Unanimity does not function at all unless the term consent is equivocated; a more
feasible interpretation of unanimity as tacit consent would contain in its concept a right
to withdraw consent. What would count effectively as withdrawal of tacit consent?
As conditions of tacit consent are inexplicit, it obfuscates criteria for both licit and
illicit withdrawal, obligation, and transgression. Society, being an infi nitely detailed
and immemorial process of myriad and incessant efforts at balance and correction,
complication defies any rational prediction of the ramifications of any alteration.
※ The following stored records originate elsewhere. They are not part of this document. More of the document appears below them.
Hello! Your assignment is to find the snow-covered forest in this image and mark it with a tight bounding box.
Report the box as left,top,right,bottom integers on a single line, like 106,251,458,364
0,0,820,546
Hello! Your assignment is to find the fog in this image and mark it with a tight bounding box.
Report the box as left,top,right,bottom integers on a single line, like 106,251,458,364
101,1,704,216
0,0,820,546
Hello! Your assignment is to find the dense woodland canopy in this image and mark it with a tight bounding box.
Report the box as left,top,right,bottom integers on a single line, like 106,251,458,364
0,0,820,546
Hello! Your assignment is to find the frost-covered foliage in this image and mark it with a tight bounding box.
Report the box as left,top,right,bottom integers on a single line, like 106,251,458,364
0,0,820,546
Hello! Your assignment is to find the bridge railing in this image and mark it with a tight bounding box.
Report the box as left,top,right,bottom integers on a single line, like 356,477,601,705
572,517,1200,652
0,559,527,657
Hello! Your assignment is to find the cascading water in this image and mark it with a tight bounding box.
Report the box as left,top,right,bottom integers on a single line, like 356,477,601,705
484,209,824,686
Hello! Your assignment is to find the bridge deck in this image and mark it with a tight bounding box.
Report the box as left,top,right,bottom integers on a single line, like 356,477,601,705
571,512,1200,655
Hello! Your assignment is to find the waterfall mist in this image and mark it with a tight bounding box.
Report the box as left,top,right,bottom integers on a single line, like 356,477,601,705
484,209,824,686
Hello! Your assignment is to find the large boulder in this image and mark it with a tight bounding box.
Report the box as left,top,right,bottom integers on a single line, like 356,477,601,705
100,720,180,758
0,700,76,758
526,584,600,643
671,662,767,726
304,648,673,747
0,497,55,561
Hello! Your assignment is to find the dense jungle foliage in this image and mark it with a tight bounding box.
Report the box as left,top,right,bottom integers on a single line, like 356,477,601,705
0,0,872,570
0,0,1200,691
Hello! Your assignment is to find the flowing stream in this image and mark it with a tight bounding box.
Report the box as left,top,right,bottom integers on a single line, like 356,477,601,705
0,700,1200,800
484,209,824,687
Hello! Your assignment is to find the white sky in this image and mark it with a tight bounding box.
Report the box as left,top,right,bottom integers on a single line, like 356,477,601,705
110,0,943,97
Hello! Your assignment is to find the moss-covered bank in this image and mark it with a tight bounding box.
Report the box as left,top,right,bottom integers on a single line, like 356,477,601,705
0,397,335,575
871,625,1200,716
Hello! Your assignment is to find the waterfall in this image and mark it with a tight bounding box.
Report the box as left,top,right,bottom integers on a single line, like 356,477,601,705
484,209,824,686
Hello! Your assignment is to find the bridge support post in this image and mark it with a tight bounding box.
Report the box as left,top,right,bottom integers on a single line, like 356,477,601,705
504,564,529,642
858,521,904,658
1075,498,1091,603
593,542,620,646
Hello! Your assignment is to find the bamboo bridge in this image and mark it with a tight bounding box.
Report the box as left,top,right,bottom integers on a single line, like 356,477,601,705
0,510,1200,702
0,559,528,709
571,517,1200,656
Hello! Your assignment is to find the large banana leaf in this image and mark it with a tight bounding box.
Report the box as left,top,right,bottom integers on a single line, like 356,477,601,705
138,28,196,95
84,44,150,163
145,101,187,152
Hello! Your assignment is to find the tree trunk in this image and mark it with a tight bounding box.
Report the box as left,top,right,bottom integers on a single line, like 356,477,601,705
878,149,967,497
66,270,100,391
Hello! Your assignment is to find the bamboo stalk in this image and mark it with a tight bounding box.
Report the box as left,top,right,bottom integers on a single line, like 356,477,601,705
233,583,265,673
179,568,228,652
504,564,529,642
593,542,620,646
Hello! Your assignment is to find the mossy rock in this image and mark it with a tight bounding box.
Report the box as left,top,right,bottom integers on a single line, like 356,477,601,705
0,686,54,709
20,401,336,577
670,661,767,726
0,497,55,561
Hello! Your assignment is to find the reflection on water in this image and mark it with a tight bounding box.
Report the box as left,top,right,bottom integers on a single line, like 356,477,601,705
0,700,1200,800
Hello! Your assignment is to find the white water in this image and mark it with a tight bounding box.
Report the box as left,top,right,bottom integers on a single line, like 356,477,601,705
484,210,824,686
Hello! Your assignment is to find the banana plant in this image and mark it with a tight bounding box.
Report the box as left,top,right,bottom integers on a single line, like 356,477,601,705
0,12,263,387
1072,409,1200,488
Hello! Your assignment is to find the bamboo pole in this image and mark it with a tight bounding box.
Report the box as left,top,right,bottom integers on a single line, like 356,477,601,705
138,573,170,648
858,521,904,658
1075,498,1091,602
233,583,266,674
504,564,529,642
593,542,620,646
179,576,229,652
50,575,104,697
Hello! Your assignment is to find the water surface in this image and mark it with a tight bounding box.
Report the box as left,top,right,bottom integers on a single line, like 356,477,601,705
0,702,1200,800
Even the most rationally deliberated social alteration generates unforeseen changes to
the social substance. The "social substance" is the millennial sedimentation of those
alterations by which society normally and for the most part has managed to survive,
while grand initiatives may be pernicious to social dimensions that have not even come
into consideration (Burke). A utilitarian procedure of accurately matching very small
social mutations to very small legal alterations preserves an opaque social body that
provides security. A social alteration motivated by a political ideal, but not well tailored
to a specific problem, may result in cataclysm; an apparently progressive alteration
may overlook society's degree of dependence on centuries of adjustment by trial and
error. Incremental rather than radical change protects the legacy of social stability by
tiny adjustment to emergent conditions (Godwin).